In deze zaak heeft de Rechtbank Rotterdam op 14 december 2023 uitspraak gedaan in een verzoek tot toepassing van de schuldsaneringsregeling, ingediend door verzoeker op 5 oktober 2023. Tijdens de zitting op 6 december 2023 is verzoeker gehoord. Verzoeker, die inkomsten ontvangt uit een PW-uitkering, heeft een schuldenlast van € 25.061,09. Hij heeft sinds november 2022 schulddienstverlening van de Kredietbank Rotterdam (KBR) ontvangen en is in budgetbeheer gegaan. Verzoeker is een kind van slachtoffers van de Toeslagaffaire en heeft een tegemoetkoming van de belastingdienst ontvangen, die hij echter niet heeft gereserveerd voor zijn schuldeisers. In plaats daarvan heeft hij het bedrag van € 10.000 uitgegeven aan persoonlijke uitgaven en betalingen aan onbekende schuldeisers, zonder deze schulden op te geven aan KBR.

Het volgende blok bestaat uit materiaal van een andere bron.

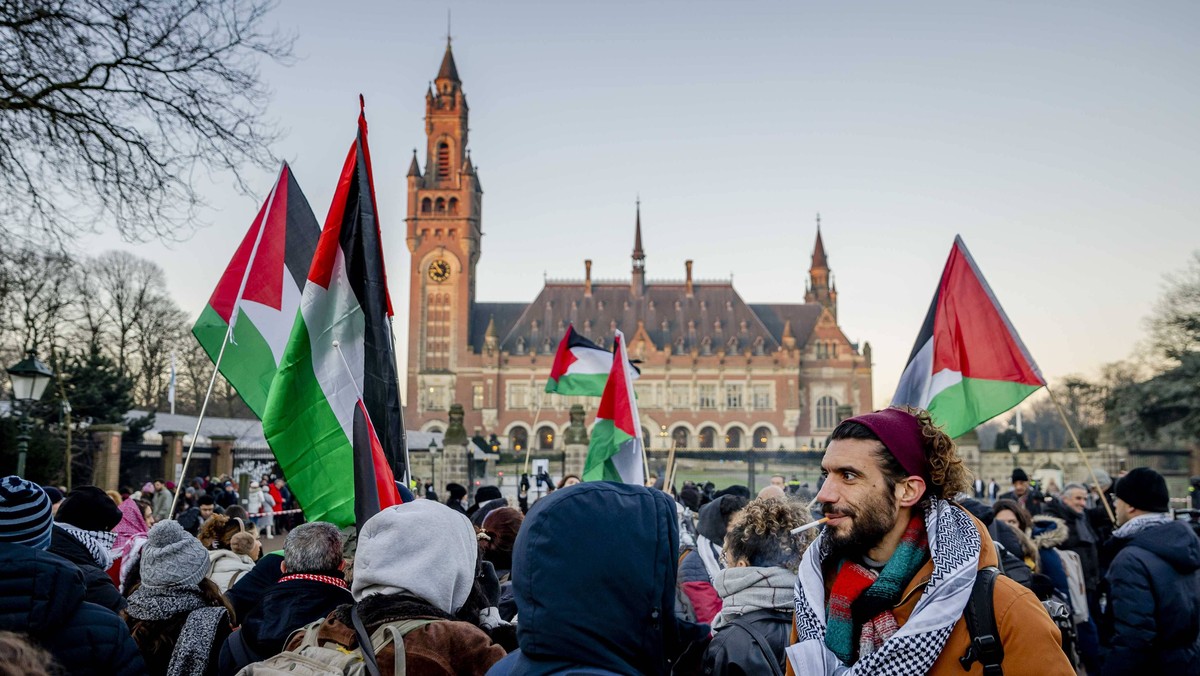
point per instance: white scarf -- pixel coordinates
(709, 554)
(749, 588)
(954, 546)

De rechtbank oordeelt dat verzoeker niet te goeder trouw is geweest ten aanzien van het onbetaald laten van zijn schulden. De goede trouw is een vereiste voor toewijzing van de schuldsaneringsregeling, en de rechtbank heeft vastgesteld dat verzoeker zijn schuldeisers niet op de hoogte heeft gesteld van zijn financiële situatie en de ontvangen tegemoetkoming. Bovendien heeft hij onbekende schuldeisers voorgetrokken boven zijn bekende schuldeisers, wat in strijd is met de saneringsgezinde houding die vereist is voor de schuldsaneringsregeling. De rechtbank concludeert dat er geen feiten of omstandigheden zijn die toelating tot de regeling rechtvaardigen, en wijst het verzoek af.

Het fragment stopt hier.